Sokaklarda dolaşırım. Kediler çöplüklerden fırlar sesimden ürkerek. Aldırış etmeden faytonumu sürmeye devam ederim. Evet, doğru duydunuz. Bir faytonum var. Topladığım eskileri yüklediğim, her şeyin daha ahşap ve belki de daha estetik olduğu o çağlardan kalma bir fayton bu. Onu nerede bulduğumu elbette merak ettiniz. Anlatayım hemen.
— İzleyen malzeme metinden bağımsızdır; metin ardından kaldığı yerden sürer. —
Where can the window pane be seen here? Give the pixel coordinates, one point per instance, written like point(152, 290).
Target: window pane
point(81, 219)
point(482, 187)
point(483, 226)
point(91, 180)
Simya konusunda araştırmalar yapmaya başlayınca ister istemez şehrin arka sokaklarındaki artık unutulmuş mason localarına düştü yolum. Burada eski sırra haiz bilgelerin yerini artık şarlatanlar almıştı. Ayrıca artık masonlar halk arasında kötü bir şöhrete sahip olduklarından herhangi bir olaya karışmaktan da korkuyorlardı. Onlardan simyaya yahut başka bir gizli ilme dair bir şey öğrenemeyeceğimi anladım. Bu localara uğrayışımın tek kazancı bahsettiğim fayton oldu. Bu fayton bir zamanlar Doğu’nun en büyük mason üstadı olan Aleksander Paşa’nın bizzat kendisinin kullandığı büyülü bir faytonmuş. Esasında büyülü olduğu kısmına pek inanmamıştım. Büyülü olsa bana satmazlardı.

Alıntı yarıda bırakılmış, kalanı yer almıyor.